<<注目企業 PICK UP!>> Nomad Trailers
自然と一体の宿泊施設で新収益モデル
宿泊事業を手がけるNomad Trailers(ノマドトレーラーズ:東京都港区)は、トレーラーハウスを通じて賃料収入を得られる「キャビンオーナープログラム」を展開している。建築が難しい土地でも宿泊施設として活用できるトレーラーハウスを通じ、投資と地方創生を両立させる新たな不動産モデルを提案する。
トレーラーハウスで賃料収入 内装はオーダーメイド
同プログラムは、オーナーがトレーラーハウスを購入し、同社経由で宿泊事業者に貸し出すことで賃料を得るプログラムだ。オーナーは節税の手段として利用することができる上、資産運用や福利厚生施設としても活用できる点が特徴となっている。

▲モバイルヴィラの外観
同プログラムで使用されるのは、同社が販売するホテル仕様のトレーラーハウス「モバイルヴィラ」。特注のL字形ガラスや造作家具を備え、室内にいながら自然と一体化した滞在体験を提供する。車内で寝転ぶと草原や森の中にいるのと同じ感覚で景色を楽しめる設計で、内装はすべてオーダーメード。

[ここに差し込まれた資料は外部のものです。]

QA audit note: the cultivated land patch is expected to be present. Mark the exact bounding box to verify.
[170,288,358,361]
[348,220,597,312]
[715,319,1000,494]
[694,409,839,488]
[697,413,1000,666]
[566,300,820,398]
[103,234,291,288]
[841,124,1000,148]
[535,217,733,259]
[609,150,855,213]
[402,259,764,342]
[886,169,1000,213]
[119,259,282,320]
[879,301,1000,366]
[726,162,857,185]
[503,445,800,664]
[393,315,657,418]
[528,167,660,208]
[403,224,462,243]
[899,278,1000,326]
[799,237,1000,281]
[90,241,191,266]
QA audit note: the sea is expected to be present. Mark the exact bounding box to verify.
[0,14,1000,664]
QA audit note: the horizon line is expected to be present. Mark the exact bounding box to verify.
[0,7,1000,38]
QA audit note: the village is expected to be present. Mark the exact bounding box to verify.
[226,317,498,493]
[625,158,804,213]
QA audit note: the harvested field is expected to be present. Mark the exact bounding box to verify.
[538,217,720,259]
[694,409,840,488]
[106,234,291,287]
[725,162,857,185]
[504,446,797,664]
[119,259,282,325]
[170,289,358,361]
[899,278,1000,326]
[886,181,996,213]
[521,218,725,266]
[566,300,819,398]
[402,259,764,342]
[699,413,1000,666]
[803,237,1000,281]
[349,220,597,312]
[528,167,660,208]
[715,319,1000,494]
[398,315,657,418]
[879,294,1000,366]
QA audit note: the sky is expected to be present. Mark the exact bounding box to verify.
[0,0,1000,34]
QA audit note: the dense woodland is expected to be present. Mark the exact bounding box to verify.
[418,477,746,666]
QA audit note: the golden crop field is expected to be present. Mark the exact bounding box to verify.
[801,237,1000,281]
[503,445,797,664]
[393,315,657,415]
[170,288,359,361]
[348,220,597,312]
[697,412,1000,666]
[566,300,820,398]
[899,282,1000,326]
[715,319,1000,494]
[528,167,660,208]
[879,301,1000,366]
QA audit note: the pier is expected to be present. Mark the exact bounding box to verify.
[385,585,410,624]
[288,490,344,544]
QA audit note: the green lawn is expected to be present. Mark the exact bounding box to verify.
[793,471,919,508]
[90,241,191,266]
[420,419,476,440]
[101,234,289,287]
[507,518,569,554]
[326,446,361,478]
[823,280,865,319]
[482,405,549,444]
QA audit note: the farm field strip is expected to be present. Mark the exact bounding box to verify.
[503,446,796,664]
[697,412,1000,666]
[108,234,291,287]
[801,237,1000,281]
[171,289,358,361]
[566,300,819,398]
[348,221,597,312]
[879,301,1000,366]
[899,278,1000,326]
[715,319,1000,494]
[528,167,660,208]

トレーラーハウスは建築物ではなく動産として扱えるため、市街化調整区域や国立公園など建築規制のある土地にも設置できるのが大きな強みだ。
販売価格は1850万〜2150万円(税込み)で、コストを抑えた「THE STAGE Limited(ザステージリミテッド)」や2階建ての「THE LOFT(ロフト)」など、複数のモデルを用意する。
キャビンオーナープログラムの利用対象は、法人だ。社員向けの福利厚生施設や顧客向け体験拠点など、事業利用を前提とした導入が条件となっている。
管理運営は委託可能 オーナー利用の特典も
購入したモバイルヴィラは、同社の宿泊ブランド「THE NATURE(ネイチャー)」として運営することが可能だ。立地選定や設置、運営支援まで同社が一括で行うため、オーナーは物件の維持・管理に時間を割く必要がない。
契約期間中は同社が運営を担い、オーナーには毎月一定額の賃料が支払われる。利回りは6%程度。減価償却が4年間で可能なことから、節税効果も期待できる。プランによってはオーナーに各地のTHE NATUREを年間泊利用できる特典が付与されるなど、投資と体験を両立できる仕組みとなっている。
柏木孝文取締役は「建築規制のある土地でも設置できる柔軟性が最大の魅力。地域の自然を生かした宿泊事業を通じて、地方創生にも貢献していきたい」と話す。